AI Tools and the Alt-Right: A Double-Edged Sword for P/CVE
28th January 2025 Aurora Agnolon
In Insights

Introduction

The emergence of artificial intelligence (AI) tools represents a great resource to support prevent/counter-violent extremism (P/CVE) practitioners in their effort to reduce online extremism. However, AI is also exploited by extremists themselves, whereby they weaponize tools to avoid and evade content moderation for malign purposes. This Insight will present the main challenges posed by alt-right engagement with AI that hinder effective content removal. This includes extremists’ circumvention techniques and the exploitation of generative AI for propaganda purposes. Specifically, this Insight will assess the effectiveness of current AI programs used by platforms such as Meta and OpenAI. Finally, this Insight will provide potential solutions to contain the issue and slow the pace at which extremist propaganda is spread by enhancing the performance of AI tools in several areas to better serve P/CVE.  

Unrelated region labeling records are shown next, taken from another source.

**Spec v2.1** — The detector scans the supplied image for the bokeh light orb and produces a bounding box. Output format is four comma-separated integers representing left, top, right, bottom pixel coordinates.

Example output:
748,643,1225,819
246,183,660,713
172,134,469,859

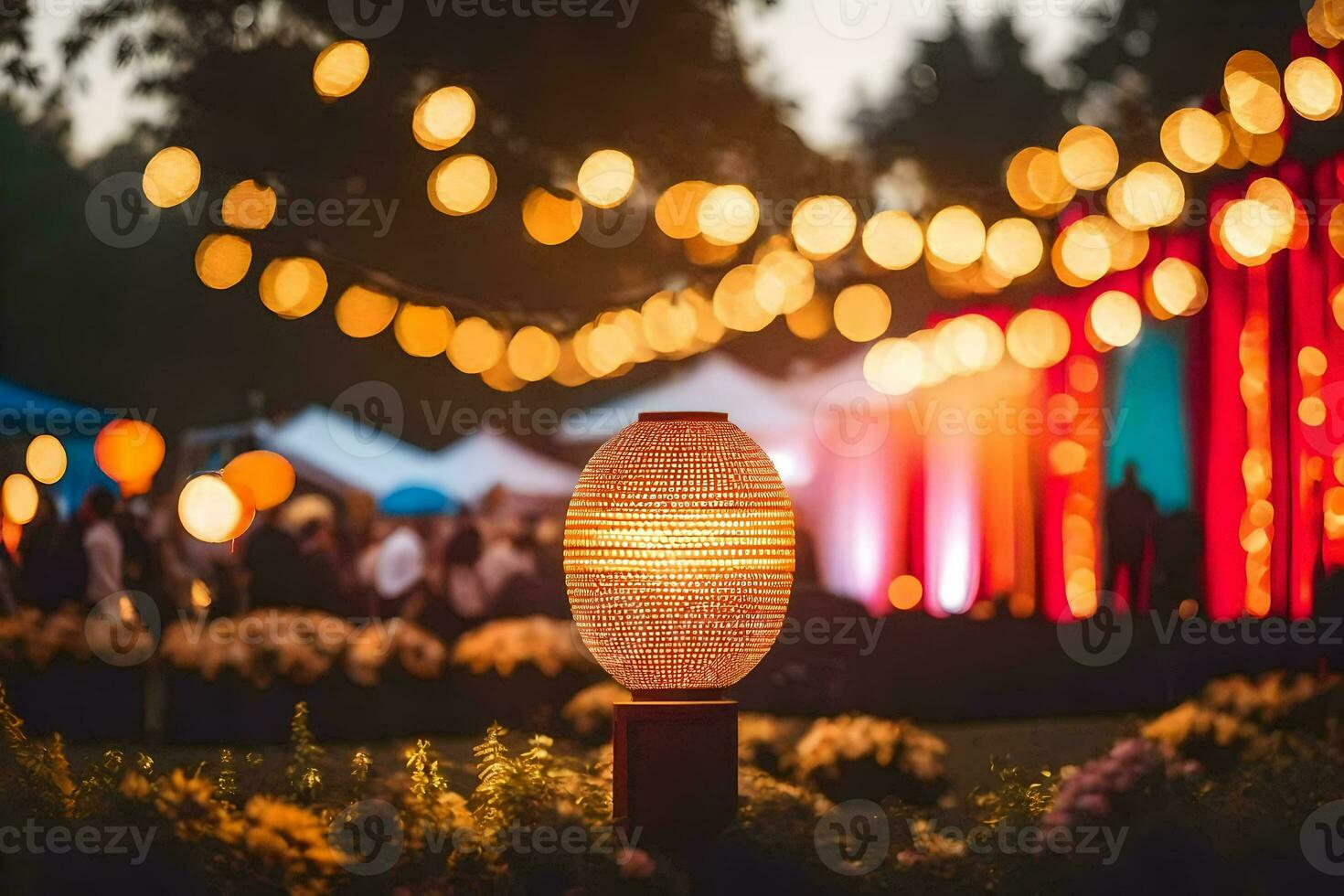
24,432,69,485
177,473,257,544
577,149,635,208
195,234,251,289
564,414,795,692
220,452,294,510
141,146,200,208
314,40,368,100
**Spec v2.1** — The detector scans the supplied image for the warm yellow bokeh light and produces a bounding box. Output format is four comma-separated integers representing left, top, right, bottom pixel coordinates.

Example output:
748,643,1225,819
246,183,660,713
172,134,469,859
260,257,326,320
140,146,200,208
887,575,923,610
1007,307,1070,369
653,180,714,240
832,283,891,343
411,88,475,152
448,317,507,373
314,40,368,100
392,303,453,354
1145,258,1209,317
507,326,560,383
714,264,775,333
24,432,66,485
0,473,37,525
1059,125,1120,189
523,187,583,246
1087,289,1144,348
429,153,498,217
220,180,275,229
336,284,398,338
177,473,257,544
578,149,635,208
863,209,923,270
1161,108,1232,175
197,234,251,289
986,218,1046,278
220,452,294,510
924,206,986,267
789,197,859,260
1284,57,1344,121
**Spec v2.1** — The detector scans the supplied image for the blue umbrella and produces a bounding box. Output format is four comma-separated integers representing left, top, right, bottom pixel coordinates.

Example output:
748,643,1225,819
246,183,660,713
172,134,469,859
378,485,461,516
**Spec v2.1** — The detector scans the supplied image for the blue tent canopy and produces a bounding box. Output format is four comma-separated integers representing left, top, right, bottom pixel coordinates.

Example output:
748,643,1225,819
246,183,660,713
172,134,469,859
0,380,115,513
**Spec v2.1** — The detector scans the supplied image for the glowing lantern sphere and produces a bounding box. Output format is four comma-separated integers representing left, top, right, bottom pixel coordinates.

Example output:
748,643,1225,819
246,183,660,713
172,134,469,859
1059,125,1120,189
220,180,275,229
448,317,507,373
220,452,294,510
92,418,165,496
696,184,761,246
564,414,793,692
24,434,66,485
177,473,257,544
507,326,560,383
429,155,498,218
336,284,400,338
924,206,986,267
197,234,251,289
578,149,635,208
863,211,923,270
258,258,326,321
0,473,37,525
314,40,368,100
411,88,475,151
141,146,200,208
789,197,859,258
1087,289,1144,348
523,187,583,246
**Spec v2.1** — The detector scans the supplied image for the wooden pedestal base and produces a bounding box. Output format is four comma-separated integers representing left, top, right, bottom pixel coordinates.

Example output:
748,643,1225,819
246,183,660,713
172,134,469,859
612,699,738,848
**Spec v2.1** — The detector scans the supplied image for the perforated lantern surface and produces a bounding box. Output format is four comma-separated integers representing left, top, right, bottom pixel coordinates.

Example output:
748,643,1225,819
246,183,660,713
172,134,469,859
564,414,793,690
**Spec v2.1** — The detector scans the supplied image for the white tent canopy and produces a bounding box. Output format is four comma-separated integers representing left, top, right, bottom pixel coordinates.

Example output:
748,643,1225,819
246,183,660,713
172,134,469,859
429,432,580,504
560,352,810,443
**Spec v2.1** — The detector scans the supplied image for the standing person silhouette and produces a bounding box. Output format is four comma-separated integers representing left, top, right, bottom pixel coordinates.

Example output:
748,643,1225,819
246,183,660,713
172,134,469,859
1106,461,1157,610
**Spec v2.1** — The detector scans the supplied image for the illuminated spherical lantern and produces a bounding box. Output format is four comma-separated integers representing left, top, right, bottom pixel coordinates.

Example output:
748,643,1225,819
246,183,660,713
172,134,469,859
696,184,761,246
177,473,257,544
1059,125,1120,189
24,434,68,485
411,88,475,151
220,452,294,510
577,149,635,208
336,284,398,338
523,187,583,246
863,209,923,270
220,180,275,229
314,40,368,100
1087,289,1144,348
141,146,200,208
789,197,859,258
197,234,251,289
392,303,453,354
258,257,326,321
653,180,714,240
429,153,498,218
924,206,986,267
1284,57,1344,121
832,283,891,343
448,317,507,373
507,326,560,383
92,418,165,497
1007,307,1070,369
0,473,37,525
564,414,793,692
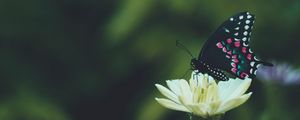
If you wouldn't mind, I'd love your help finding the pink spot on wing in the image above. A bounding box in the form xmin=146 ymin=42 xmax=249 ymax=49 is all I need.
xmin=232 ymin=55 xmax=237 ymax=58
xmin=232 ymin=58 xmax=239 ymax=63
xmin=227 ymin=38 xmax=232 ymax=44
xmin=240 ymin=72 xmax=248 ymax=78
xmin=231 ymin=68 xmax=237 ymax=73
xmin=223 ymin=47 xmax=227 ymax=52
xmin=247 ymin=54 xmax=252 ymax=60
xmin=226 ymin=55 xmax=230 ymax=59
xmin=234 ymin=42 xmax=241 ymax=47
xmin=227 ymin=51 xmax=232 ymax=55
xmin=217 ymin=42 xmax=223 ymax=48
xmin=231 ymin=63 xmax=236 ymax=68
xmin=242 ymin=47 xmax=247 ymax=53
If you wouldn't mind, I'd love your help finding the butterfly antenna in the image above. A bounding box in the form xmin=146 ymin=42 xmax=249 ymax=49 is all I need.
xmin=180 ymin=69 xmax=190 ymax=79
xmin=176 ymin=40 xmax=195 ymax=58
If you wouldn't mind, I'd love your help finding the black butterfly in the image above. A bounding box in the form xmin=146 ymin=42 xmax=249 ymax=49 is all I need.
xmin=191 ymin=12 xmax=273 ymax=80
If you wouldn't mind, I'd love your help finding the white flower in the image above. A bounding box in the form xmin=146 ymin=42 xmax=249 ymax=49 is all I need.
xmin=155 ymin=72 xmax=252 ymax=118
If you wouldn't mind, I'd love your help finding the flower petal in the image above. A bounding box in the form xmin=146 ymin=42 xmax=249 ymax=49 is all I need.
xmin=155 ymin=84 xmax=180 ymax=103
xmin=218 ymin=78 xmax=251 ymax=101
xmin=229 ymin=78 xmax=252 ymax=99
xmin=208 ymin=101 xmax=221 ymax=116
xmin=166 ymin=79 xmax=181 ymax=95
xmin=155 ymin=98 xmax=190 ymax=112
xmin=217 ymin=92 xmax=252 ymax=114
xmin=180 ymin=80 xmax=193 ymax=103
xmin=188 ymin=103 xmax=209 ymax=118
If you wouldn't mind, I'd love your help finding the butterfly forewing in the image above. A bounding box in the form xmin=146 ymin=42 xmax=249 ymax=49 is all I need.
xmin=198 ymin=12 xmax=266 ymax=80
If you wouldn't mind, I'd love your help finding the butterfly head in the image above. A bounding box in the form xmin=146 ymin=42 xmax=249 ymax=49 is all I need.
xmin=191 ymin=58 xmax=204 ymax=71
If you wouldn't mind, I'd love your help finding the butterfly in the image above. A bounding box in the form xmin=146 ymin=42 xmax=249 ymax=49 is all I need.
xmin=191 ymin=12 xmax=273 ymax=80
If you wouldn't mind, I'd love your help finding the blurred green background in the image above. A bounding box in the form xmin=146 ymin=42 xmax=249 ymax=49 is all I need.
xmin=0 ymin=0 xmax=300 ymax=120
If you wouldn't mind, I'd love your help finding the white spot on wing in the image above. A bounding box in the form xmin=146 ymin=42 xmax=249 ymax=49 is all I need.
xmin=250 ymin=61 xmax=255 ymax=67
xmin=242 ymin=37 xmax=247 ymax=41
xmin=239 ymin=15 xmax=244 ymax=20
xmin=254 ymin=56 xmax=258 ymax=61
xmin=224 ymin=28 xmax=230 ymax=33
xmin=247 ymin=15 xmax=252 ymax=19
xmin=249 ymin=49 xmax=253 ymax=53
xmin=245 ymin=20 xmax=250 ymax=24
xmin=234 ymin=38 xmax=241 ymax=41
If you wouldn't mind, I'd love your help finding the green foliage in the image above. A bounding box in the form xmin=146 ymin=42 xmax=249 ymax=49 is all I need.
xmin=0 ymin=0 xmax=300 ymax=120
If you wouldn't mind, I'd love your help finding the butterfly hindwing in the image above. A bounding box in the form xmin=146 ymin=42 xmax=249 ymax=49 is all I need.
xmin=198 ymin=12 xmax=272 ymax=80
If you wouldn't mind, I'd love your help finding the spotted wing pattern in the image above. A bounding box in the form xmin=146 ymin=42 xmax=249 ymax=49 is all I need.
xmin=198 ymin=12 xmax=272 ymax=80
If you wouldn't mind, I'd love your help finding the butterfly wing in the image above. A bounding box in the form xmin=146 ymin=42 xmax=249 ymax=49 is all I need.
xmin=198 ymin=12 xmax=270 ymax=79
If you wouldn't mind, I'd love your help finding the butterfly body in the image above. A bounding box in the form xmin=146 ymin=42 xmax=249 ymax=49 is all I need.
xmin=191 ymin=12 xmax=272 ymax=80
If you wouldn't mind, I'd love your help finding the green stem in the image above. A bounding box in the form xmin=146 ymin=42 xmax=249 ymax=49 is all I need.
xmin=189 ymin=114 xmax=222 ymax=120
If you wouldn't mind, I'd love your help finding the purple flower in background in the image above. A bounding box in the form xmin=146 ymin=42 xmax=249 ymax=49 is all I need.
xmin=257 ymin=62 xmax=300 ymax=85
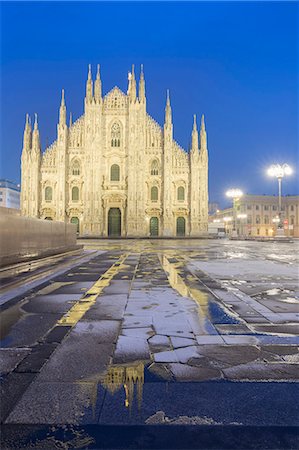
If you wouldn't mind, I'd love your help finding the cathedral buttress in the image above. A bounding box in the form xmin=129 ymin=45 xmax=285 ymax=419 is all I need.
xmin=29 ymin=114 xmax=41 ymax=217
xmin=163 ymin=90 xmax=173 ymax=236
xmin=56 ymin=89 xmax=68 ymax=221
xmin=21 ymin=114 xmax=32 ymax=216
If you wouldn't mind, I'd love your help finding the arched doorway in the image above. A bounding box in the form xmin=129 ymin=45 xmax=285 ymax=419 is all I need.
xmin=150 ymin=217 xmax=159 ymax=236
xmin=108 ymin=208 xmax=121 ymax=237
xmin=176 ymin=217 xmax=186 ymax=236
xmin=71 ymin=217 xmax=79 ymax=233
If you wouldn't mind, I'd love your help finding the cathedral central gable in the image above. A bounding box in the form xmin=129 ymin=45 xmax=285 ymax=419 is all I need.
xmin=104 ymin=86 xmax=127 ymax=110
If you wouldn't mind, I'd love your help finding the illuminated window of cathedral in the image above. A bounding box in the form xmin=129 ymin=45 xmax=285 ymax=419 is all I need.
xmin=151 ymin=159 xmax=159 ymax=175
xmin=178 ymin=186 xmax=185 ymax=201
xmin=72 ymin=186 xmax=79 ymax=202
xmin=151 ymin=186 xmax=158 ymax=202
xmin=72 ymin=161 xmax=80 ymax=175
xmin=45 ymin=186 xmax=53 ymax=202
xmin=111 ymin=123 xmax=120 ymax=147
xmin=110 ymin=164 xmax=120 ymax=181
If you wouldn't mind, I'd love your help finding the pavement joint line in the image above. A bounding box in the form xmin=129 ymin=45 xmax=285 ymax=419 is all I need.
xmin=0 ymin=251 xmax=106 ymax=308
xmin=56 ymin=253 xmax=130 ymax=327
xmin=158 ymin=254 xmax=217 ymax=335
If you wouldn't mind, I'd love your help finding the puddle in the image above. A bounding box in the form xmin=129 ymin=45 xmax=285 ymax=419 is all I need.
xmin=160 ymin=255 xmax=240 ymax=324
xmin=0 ymin=299 xmax=29 ymax=341
xmin=57 ymin=254 xmax=128 ymax=326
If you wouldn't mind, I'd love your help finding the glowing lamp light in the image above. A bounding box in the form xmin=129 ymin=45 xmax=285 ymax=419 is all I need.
xmin=267 ymin=164 xmax=293 ymax=178
xmin=226 ymin=189 xmax=243 ymax=198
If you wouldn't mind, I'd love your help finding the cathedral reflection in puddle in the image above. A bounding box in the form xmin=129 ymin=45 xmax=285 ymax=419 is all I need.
xmin=102 ymin=362 xmax=144 ymax=410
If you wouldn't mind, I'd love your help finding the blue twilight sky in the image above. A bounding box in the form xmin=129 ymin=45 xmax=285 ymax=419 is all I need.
xmin=0 ymin=1 xmax=299 ymax=204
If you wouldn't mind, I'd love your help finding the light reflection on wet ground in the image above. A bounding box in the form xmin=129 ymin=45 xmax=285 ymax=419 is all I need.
xmin=0 ymin=240 xmax=299 ymax=448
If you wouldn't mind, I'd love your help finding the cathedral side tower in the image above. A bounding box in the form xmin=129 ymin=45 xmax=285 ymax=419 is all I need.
xmin=200 ymin=115 xmax=209 ymax=233
xmin=163 ymin=91 xmax=173 ymax=236
xmin=29 ymin=114 xmax=42 ymax=217
xmin=56 ymin=90 xmax=68 ymax=222
xmin=21 ymin=114 xmax=32 ymax=216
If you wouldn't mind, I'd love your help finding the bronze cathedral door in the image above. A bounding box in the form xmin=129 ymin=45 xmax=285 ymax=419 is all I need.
xmin=108 ymin=208 xmax=121 ymax=237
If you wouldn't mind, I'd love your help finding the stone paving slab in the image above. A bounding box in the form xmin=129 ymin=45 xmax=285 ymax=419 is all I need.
xmin=113 ymin=336 xmax=150 ymax=363
xmin=6 ymin=382 xmax=104 ymax=425
xmin=38 ymin=321 xmax=119 ymax=382
xmin=1 ymin=313 xmax=61 ymax=347
xmin=22 ymin=294 xmax=81 ymax=314
xmin=99 ymin=381 xmax=299 ymax=426
xmin=0 ymin=347 xmax=31 ymax=375
xmin=223 ymin=363 xmax=299 ymax=382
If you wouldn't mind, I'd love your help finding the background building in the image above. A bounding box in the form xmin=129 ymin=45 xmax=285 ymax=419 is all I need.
xmin=209 ymin=194 xmax=299 ymax=241
xmin=21 ymin=66 xmax=208 ymax=236
xmin=0 ymin=179 xmax=20 ymax=209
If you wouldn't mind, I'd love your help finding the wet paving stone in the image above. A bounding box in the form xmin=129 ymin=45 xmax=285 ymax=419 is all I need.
xmin=44 ymin=326 xmax=72 ymax=344
xmin=15 ymin=343 xmax=58 ymax=373
xmin=3 ymin=240 xmax=299 ymax=442
xmin=0 ymin=373 xmax=35 ymax=423
xmin=0 ymin=348 xmax=31 ymax=375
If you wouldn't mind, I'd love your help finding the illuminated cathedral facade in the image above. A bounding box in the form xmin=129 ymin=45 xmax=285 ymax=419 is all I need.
xmin=21 ymin=66 xmax=208 ymax=237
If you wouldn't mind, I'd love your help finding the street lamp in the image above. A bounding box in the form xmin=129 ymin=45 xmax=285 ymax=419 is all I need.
xmin=267 ymin=164 xmax=293 ymax=228
xmin=237 ymin=214 xmax=247 ymax=236
xmin=226 ymin=188 xmax=243 ymax=235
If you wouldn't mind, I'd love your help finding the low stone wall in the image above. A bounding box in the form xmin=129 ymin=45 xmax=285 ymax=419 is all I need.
xmin=0 ymin=208 xmax=80 ymax=266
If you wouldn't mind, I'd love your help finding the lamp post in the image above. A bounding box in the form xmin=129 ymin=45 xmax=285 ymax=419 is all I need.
xmin=237 ymin=214 xmax=247 ymax=235
xmin=223 ymin=217 xmax=232 ymax=234
xmin=267 ymin=164 xmax=293 ymax=231
xmin=226 ymin=188 xmax=243 ymax=236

Content Moderation: the Effectiveness of AI Moderation Tools

Different platforms have different approaches to moderation, using both manual and automatic detection to create safer online environments. Indeed, Meta has been improving its response to AI generated content, which applies to misinformation and extremist content as well as general AI content. These transparency measures contribute to making Meta’s platforms more hostile to extremists, compared to more lax policies on platforms like X and Reddit. For instance, Instagram’s transparency policies now require AI-generated or AI-modified content to be labelled. This does not apply to images, although Meta has a recognition system which automatically labels images detected as AI in an effort to reduce mis- and disinformation. Monitoring AI activity is just one of the enforcement measures taken to control the spread of extremist content online.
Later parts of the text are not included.